Imported from https://www.github.com/BytemarkHosting/symbiosis/issues/53

At the moment the install / dist-upgrade / upgrade tests get weirdly-far in gitlab-ci then fails. Here's a quick summary of how the tests used to work on maker2 (as I understand it), and then later I'll go into detail on why the tests fail in gitlab-ci

The Current Situation

autotest sets up a VM using schroot magic i don't fully understand
the VM boots up with systemd and all that jazz, uses DHCP & SLAAC to configure its networking, and automatically runs all the scripts in the autotest folder, keeping all the output as a log file. Once done, it shuts down
autotest cracks open the VM's filesystem and reads the logfile. Somehow it detects failures and fails if there was a failure then it exits with a nonzero error code so that maker2 knows

Some Feelings About The Current Situation

Patrick said something about autotest using the console to talk to the tests, and something else much scarier about the VM sshing into the host to run something.

This doesn't work on gitlab-ci, and is also kinda hacky, for a few reasons.

the scripts in the autotest folder aren't particularly focussed. In addition to actually running tests, they do these and probably others:
- add an admin user
- install all the packages needed by symbiosis from a big list of packages
- install symbiosis
opening up the filesystem of the VM so you can prod it is pretty gross

On the plus side it works, and it would only take a bit of effort to port the whole schroot setup over to gitlab-ci (but would have to run using a shell runner)

Why the tests fail in gitlab-ci

When gitlab-ci runs a container it starts bash in the context of the container. Effectively, bash is PID 1 for the container. There's no init-system to talk to to get stuff going. I believe the apt-get install step for some packages starts them using /etc/init.d (probably something about the package detecting a lack of systemd and putting a proper sysvinit script in) which would explain why a lot of the tests actually succeed. BUT SOME OF THEM FAIL, and we should really be doing a much more realistic test than running our symbiosis full-system tests in a docker container that isn't a full symbiosis system.

With that in mind:

A More Realistic Test Proposal

We're still going to want to run symbiosis in a VM, I think. To do a realistic full-install / dist-upgrade test we need to have a realistic system, which the docker container environment isn't. We need a systemd to talk to so we can schedule restarts, that sort of thing.

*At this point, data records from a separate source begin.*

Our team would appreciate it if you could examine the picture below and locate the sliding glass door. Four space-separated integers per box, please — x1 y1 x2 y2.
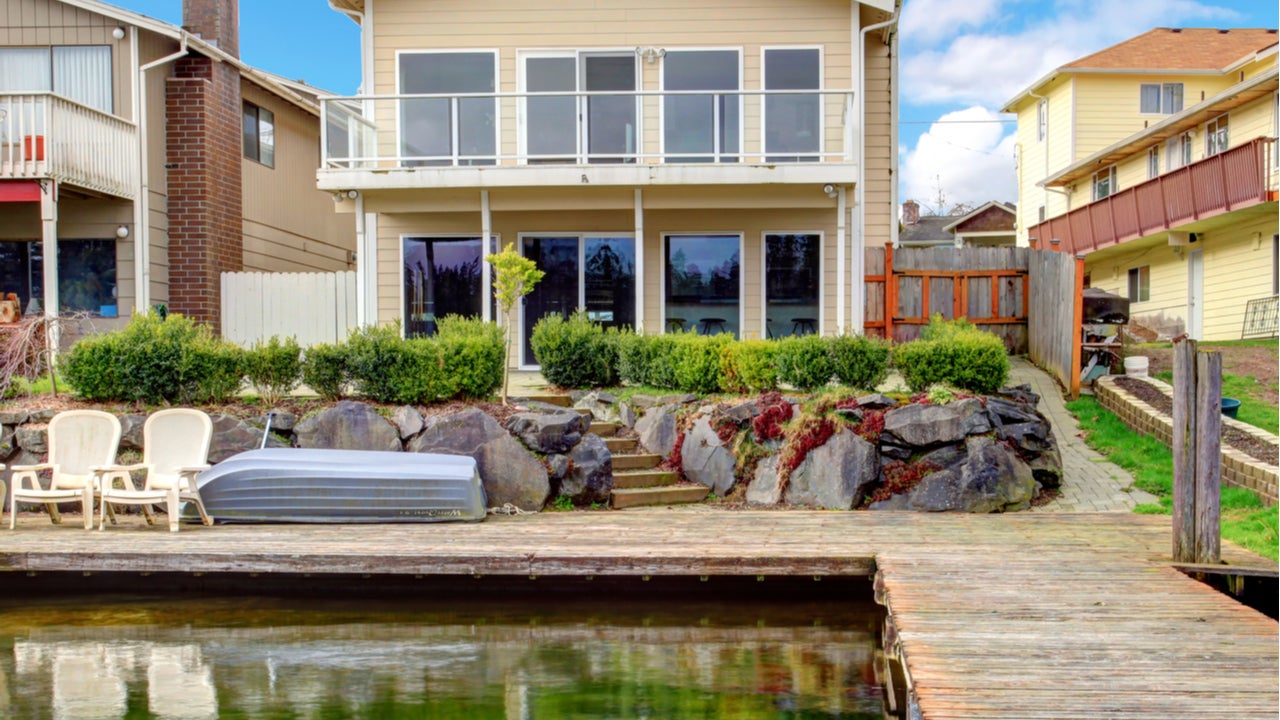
399 51 497 166
521 53 638 164
663 50 740 162
521 235 635 366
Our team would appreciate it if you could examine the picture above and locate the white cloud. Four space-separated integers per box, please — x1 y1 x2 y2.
901 0 1242 108
899 107 1018 211
900 0 1004 45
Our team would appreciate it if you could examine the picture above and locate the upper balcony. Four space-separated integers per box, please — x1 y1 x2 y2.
1027 137 1277 256
0 93 139 199
317 88 858 192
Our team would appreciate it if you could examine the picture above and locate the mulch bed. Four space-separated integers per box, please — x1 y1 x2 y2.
1112 376 1278 466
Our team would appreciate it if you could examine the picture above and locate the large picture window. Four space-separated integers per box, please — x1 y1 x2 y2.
399 51 497 166
0 239 116 315
764 233 820 338
764 48 821 161
402 236 495 338
663 50 740 163
664 234 741 338
0 46 112 112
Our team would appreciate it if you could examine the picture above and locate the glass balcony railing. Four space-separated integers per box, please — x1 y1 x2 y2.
0 92 138 199
320 89 855 171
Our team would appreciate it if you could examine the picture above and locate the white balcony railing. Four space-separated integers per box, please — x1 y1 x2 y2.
321 89 856 174
0 93 139 199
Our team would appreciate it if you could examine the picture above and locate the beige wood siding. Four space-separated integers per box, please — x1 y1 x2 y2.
0 0 136 119
140 30 176 306
862 22 892 253
241 83 356 273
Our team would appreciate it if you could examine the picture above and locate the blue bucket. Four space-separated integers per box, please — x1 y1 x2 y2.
1221 398 1241 419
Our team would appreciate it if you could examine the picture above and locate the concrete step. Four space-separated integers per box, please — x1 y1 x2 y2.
589 421 620 436
604 437 638 453
611 469 680 489
611 453 662 470
611 485 709 509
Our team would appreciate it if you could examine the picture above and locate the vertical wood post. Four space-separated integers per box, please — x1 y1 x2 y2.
884 244 895 342
1194 351 1222 564
1171 339 1196 562
1069 255 1085 399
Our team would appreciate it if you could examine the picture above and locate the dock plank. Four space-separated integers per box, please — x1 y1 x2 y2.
1 510 1275 719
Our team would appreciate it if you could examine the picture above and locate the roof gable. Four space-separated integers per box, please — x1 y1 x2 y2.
944 201 1016 233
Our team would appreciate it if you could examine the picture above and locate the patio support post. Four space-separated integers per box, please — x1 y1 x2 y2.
40 181 59 351
481 190 492 323
634 189 645 333
836 186 847 331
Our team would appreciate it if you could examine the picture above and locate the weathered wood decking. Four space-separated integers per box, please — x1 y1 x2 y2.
1 510 1276 718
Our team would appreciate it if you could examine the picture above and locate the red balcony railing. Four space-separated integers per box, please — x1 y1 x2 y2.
1028 137 1276 255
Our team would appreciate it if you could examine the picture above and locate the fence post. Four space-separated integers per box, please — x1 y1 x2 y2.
884 244 895 342
1069 255 1085 399
1194 350 1222 564
1171 339 1196 562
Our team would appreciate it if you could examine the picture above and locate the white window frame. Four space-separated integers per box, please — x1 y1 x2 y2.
1147 146 1160 179
760 230 824 339
1166 132 1193 172
398 233 500 339
761 45 825 161
395 48 501 166
659 231 746 337
1205 114 1229 157
1139 82 1183 114
1127 265 1150 303
1036 99 1047 142
515 232 636 370
1092 165 1117 201
659 47 744 163
516 50 578 165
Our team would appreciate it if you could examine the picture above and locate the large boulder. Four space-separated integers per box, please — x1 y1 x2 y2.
504 411 587 454
785 429 879 509
15 425 46 454
681 417 736 496
409 407 550 512
746 455 782 506
293 401 400 452
118 414 147 451
557 434 613 505
0 426 15 457
208 414 288 464
391 406 424 440
574 391 620 423
905 436 1038 513
953 398 992 436
883 403 968 447
1026 433 1063 489
635 405 678 458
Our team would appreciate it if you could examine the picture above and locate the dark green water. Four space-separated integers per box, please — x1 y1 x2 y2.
0 593 885 719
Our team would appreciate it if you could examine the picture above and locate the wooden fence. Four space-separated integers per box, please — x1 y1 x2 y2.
865 245 1082 396
221 271 358 347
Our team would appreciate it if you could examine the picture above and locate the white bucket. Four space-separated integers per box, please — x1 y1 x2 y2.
1123 356 1149 377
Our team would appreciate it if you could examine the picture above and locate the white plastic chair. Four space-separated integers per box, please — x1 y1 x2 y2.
97 408 214 532
8 410 122 530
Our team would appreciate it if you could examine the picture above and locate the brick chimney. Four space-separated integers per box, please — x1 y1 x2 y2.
165 0 243 332
183 0 239 58
902 199 920 226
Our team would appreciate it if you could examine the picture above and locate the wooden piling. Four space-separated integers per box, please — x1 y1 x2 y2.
1171 339 1196 562
1195 350 1222 564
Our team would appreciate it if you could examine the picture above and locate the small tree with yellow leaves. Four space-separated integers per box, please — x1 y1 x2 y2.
487 243 545 404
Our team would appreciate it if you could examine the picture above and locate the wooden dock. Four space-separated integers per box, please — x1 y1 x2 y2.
2 510 1276 718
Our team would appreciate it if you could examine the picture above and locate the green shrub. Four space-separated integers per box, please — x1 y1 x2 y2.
720 339 778 393
776 335 833 391
301 342 348 401
63 312 243 404
438 317 504 399
344 324 421 403
894 324 1009 394
244 336 301 405
530 312 618 388
829 334 891 390
920 313 977 342
671 333 731 394
617 333 680 389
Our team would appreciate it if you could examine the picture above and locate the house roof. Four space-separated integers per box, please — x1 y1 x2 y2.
1064 28 1278 72
325 0 900 22
943 201 1016 233
1001 27 1278 112
1041 65 1279 187
898 215 956 247
58 0 323 117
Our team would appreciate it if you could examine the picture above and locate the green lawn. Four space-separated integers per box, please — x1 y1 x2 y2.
1066 395 1278 561
1151 369 1279 434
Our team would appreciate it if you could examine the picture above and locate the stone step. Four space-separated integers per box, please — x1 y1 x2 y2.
611 469 680 489
611 453 662 470
588 421 620 436
611 485 709 509
604 437 638 453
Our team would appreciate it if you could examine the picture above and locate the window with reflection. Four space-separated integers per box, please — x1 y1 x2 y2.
664 235 740 338
764 48 821 162
764 233 820 337
0 239 116 315
520 236 634 366
663 50 739 162
399 52 496 166
402 236 495 337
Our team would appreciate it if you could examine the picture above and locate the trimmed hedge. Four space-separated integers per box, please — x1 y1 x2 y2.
300 342 348 401
529 312 620 389
343 319 504 403
719 339 778 393
244 336 302 405
775 335 834 391
894 317 1009 394
829 334 892 390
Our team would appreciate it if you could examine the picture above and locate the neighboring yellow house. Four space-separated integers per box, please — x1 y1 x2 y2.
1003 28 1278 342
0 0 354 337
321 0 902 367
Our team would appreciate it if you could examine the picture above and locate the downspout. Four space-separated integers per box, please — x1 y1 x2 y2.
856 3 899 334
134 33 189 314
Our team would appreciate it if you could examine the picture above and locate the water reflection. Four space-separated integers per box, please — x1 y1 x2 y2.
0 596 884 719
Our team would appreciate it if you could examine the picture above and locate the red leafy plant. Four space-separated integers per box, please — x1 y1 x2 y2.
863 460 941 505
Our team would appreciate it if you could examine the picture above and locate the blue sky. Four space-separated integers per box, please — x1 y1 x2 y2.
116 0 1278 211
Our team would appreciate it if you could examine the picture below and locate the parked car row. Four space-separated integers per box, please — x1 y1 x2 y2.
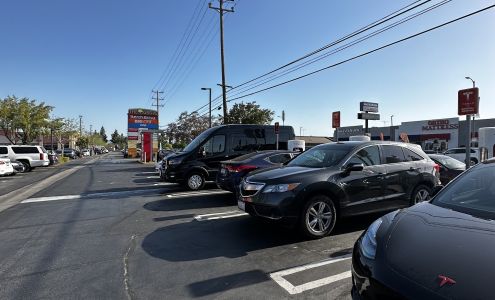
0 145 49 173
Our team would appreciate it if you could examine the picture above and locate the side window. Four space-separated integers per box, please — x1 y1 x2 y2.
232 135 247 152
204 135 225 155
454 149 465 154
0 147 7 155
403 148 424 161
347 146 380 166
381 145 406 164
268 153 292 164
11 147 39 154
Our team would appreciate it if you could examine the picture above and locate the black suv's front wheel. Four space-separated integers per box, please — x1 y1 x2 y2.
300 195 337 239
410 184 432 205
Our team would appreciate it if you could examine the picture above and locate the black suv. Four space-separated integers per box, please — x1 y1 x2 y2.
238 141 440 239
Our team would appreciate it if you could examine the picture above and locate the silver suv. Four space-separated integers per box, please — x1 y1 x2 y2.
0 145 50 171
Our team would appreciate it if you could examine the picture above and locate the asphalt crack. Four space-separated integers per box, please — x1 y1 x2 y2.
123 234 137 300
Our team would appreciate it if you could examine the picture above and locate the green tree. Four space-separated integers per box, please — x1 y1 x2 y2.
226 101 274 125
163 111 212 145
76 136 89 149
110 129 120 144
99 126 107 143
0 95 53 144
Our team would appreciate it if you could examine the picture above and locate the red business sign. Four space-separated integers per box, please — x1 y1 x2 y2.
458 88 479 115
332 111 340 128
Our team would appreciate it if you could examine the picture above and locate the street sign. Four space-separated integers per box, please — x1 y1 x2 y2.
358 112 380 120
332 111 340 128
274 122 280 134
458 87 479 115
360 102 379 113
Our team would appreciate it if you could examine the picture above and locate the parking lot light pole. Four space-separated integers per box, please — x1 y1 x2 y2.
201 88 212 128
465 76 475 167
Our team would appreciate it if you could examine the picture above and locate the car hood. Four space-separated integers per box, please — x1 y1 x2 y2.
384 202 495 299
246 165 337 183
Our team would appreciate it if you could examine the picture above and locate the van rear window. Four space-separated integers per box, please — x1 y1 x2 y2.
0 147 7 155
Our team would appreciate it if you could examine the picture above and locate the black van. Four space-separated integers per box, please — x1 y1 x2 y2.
163 124 295 190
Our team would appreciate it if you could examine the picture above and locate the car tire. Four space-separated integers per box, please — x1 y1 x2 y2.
300 195 337 239
410 184 432 205
19 161 31 172
186 172 205 191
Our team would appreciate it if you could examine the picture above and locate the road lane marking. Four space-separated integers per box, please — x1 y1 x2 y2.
165 190 230 198
270 254 352 295
21 187 174 203
194 210 248 221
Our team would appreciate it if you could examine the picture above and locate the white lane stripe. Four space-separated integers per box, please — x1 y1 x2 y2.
194 211 248 221
21 188 171 203
165 190 229 198
270 254 352 295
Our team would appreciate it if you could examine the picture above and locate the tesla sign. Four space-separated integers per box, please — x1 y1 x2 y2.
458 88 479 115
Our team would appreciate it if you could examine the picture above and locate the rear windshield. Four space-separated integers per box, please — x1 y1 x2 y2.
287 144 350 168
432 163 495 220
11 146 40 154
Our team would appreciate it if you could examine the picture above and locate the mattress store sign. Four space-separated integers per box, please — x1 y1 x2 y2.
422 119 459 131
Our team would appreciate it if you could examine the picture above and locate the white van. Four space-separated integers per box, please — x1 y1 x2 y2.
479 127 495 161
0 145 50 171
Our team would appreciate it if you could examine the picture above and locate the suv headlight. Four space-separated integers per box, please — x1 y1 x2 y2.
263 183 300 193
168 157 183 165
360 218 383 259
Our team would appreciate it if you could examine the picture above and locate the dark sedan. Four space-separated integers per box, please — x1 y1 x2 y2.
428 154 465 185
239 141 439 238
352 158 495 299
216 150 298 193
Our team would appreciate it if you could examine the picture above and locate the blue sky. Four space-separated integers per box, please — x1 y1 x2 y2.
1 0 494 137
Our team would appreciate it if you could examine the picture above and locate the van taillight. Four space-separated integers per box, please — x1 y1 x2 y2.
40 153 44 160
433 164 440 172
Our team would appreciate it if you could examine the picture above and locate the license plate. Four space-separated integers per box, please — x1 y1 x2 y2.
237 200 245 211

We will need some test-specific configurations (particularly repo URLs) too. And we'll need to be able to orchestrate the testing and fail the build when the tests fail.

We could create an image prior to the testing which would have a user account with passwordless sudo and a .ssh/authorized_keys . The private key would be kept in the secret variables section of the project on gitlab, and so would be presented to the gitlab-ci script as an env var.

In the gitlab-ci script we'd start the VM with qemu, as we do for bytemark/bytemark-packer-templates, then use ansible to copy over the tests, install the symbiosis packages, and run the tests. We could write our ansible playbook so that it captures the logs and copies them back to the runner and have the gitlab-ci script spit the logs out, then exit with ansible's exit code.

This would make our test output more readable and shorter, not be quite as weird the current autotest setup on maker2, probably not require also running a DHCP server.

The work we'd need to do:

add an ansible layer to docker-images/layers
rewrite the autotest/ scripts as ansible playbooks
make a base VM image with the necessary networking & ssh setup

Thoughts @pcherry , @jcarter ?

Edited Apr 14, 2019 by Paul Cammish